Dear Statalist,

I am currently working with a dataset consisting of research articles, where a given article text is saved in one cell. I would like to deconstruct this string variable into a column vector, consisting of all individual words within that string. I have worked out a solution to it, but it feels inefficient as it involves a large number of loops. The process that I am currently working with is described below.

For this description, I will be working with three different types of variables:
  • Stringvar - The variable containing the text.
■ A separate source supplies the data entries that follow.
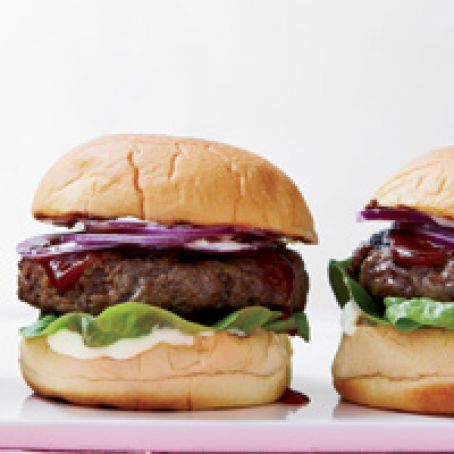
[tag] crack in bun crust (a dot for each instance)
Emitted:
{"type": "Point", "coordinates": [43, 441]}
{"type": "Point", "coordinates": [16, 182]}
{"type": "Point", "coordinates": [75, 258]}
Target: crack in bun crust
{"type": "Point", "coordinates": [172, 180]}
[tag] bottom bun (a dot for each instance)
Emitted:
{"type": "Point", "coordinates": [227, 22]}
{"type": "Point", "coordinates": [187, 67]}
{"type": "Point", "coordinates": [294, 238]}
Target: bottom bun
{"type": "Point", "coordinates": [218, 371]}
{"type": "Point", "coordinates": [429, 395]}
{"type": "Point", "coordinates": [414, 372]}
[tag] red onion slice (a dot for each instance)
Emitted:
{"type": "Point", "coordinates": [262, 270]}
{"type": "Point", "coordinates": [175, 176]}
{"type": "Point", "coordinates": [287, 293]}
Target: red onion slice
{"type": "Point", "coordinates": [53, 245]}
{"type": "Point", "coordinates": [151, 228]}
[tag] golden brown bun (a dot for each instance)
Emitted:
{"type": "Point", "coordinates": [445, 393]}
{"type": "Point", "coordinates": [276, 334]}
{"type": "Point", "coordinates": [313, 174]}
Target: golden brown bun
{"type": "Point", "coordinates": [380, 367]}
{"type": "Point", "coordinates": [217, 371]}
{"type": "Point", "coordinates": [426, 184]}
{"type": "Point", "coordinates": [170, 180]}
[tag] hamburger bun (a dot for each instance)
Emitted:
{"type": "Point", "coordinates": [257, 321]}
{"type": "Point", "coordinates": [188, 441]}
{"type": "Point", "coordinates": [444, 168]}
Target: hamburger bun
{"type": "Point", "coordinates": [426, 185]}
{"type": "Point", "coordinates": [381, 367]}
{"type": "Point", "coordinates": [172, 180]}
{"type": "Point", "coordinates": [218, 371]}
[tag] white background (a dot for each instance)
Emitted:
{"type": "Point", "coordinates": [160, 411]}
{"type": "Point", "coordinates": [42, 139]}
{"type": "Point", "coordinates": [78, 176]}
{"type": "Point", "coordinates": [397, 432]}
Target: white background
{"type": "Point", "coordinates": [338, 94]}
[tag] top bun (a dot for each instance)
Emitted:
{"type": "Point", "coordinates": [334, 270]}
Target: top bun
{"type": "Point", "coordinates": [426, 185]}
{"type": "Point", "coordinates": [172, 180]}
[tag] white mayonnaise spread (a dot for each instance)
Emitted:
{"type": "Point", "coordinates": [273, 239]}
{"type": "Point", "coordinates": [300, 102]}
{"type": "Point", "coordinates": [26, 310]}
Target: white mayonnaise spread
{"type": "Point", "coordinates": [350, 316]}
{"type": "Point", "coordinates": [70, 343]}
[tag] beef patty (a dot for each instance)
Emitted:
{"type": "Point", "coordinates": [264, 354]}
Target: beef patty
{"type": "Point", "coordinates": [374, 266]}
{"type": "Point", "coordinates": [201, 287]}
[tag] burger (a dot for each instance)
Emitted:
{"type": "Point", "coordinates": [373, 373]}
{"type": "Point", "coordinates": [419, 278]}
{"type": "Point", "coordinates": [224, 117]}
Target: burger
{"type": "Point", "coordinates": [397, 295]}
{"type": "Point", "coordinates": [173, 286]}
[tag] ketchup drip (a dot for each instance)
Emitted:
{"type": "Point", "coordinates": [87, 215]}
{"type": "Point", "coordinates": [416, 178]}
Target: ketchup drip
{"type": "Point", "coordinates": [292, 397]}
{"type": "Point", "coordinates": [64, 271]}
{"type": "Point", "coordinates": [410, 249]}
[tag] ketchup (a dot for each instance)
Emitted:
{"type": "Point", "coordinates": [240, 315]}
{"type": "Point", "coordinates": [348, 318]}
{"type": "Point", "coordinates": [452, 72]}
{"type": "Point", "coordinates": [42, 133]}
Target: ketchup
{"type": "Point", "coordinates": [277, 271]}
{"type": "Point", "coordinates": [410, 249]}
{"type": "Point", "coordinates": [64, 271]}
{"type": "Point", "coordinates": [292, 397]}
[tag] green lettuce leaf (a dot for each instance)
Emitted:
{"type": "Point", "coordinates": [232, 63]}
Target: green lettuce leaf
{"type": "Point", "coordinates": [409, 314]}
{"type": "Point", "coordinates": [345, 288]}
{"type": "Point", "coordinates": [404, 314]}
{"type": "Point", "coordinates": [130, 320]}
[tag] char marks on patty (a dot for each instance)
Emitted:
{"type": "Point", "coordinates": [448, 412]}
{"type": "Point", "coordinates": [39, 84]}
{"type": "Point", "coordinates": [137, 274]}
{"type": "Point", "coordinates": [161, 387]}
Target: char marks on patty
{"type": "Point", "coordinates": [197, 286]}
{"type": "Point", "coordinates": [374, 266]}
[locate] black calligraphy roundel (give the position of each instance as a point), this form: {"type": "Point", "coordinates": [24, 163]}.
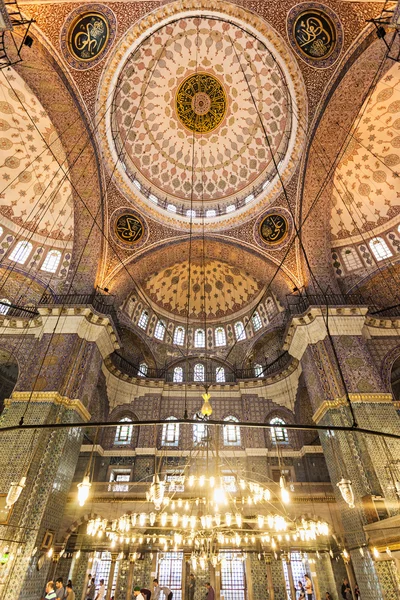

For the sake of this example, it will contain the text "A small cat"
  • Word_var - A column vector in which to compile all individual words of "Stringvar"
  • Var`i' - A set of placeholders that contain one word from "Stringvar"
Starting out, each dataset contains only "Stringvar" and 1 row.

The way that I have been going forward with this up until now is described in code below:

----------------------------------------------------------------------------------------------------------------------------------

clear all
set obs 1
gen Stringvar="A small cat"

// First I need to generate the same number of rows as number of words, which is done using
// gen(wordcount) function and macros

gen wordcount=wordcount(Stringvar)
egen s=max(wordcount)
replace wordcount=s
drop s
local wordcount=wordcount
global wordcount=wordcount
set obs $wordcount

// Next, I create the placeholder, "Word_var"

gen Word_var=.
tostring Word_var, replace

// Next, I loop over all words of Stringvar and create Var`i' that contains each word:
// In this example, this means that I will create variables Var1, Var2 and Var3.

forvalues i=1/`wordcount' {
gen var`i'=word(Stringvar,`i')

// Next, I extend them so that each row of Var`i' contains the same word:

replace Var`i'=Var`i'[_n-1] if Var`i'==""

// Lastly, I compile them into "Word_var":

replace Word_var=Var`i' if `i'==_n
}
// (In reality, I also delete Var1, Var2 and Var3 after each loop to reduce number of variables)

----------------------------------------------------------------------------------------------------------------------------------
  • I have then, in the end, created three variables (one for each word) using loops and compiled their values into "Word_var".
Stringvar Word_var Var1 Var2 Var3
A small cat A A small cat
small A small cat
cat A small cat





The problem with this is that a normal document with 10,000 words means that I must do 10,000 loops to go through the text.

My question is now:

Is there a smarter way of doing this?

Sincerely
Johan Karlsson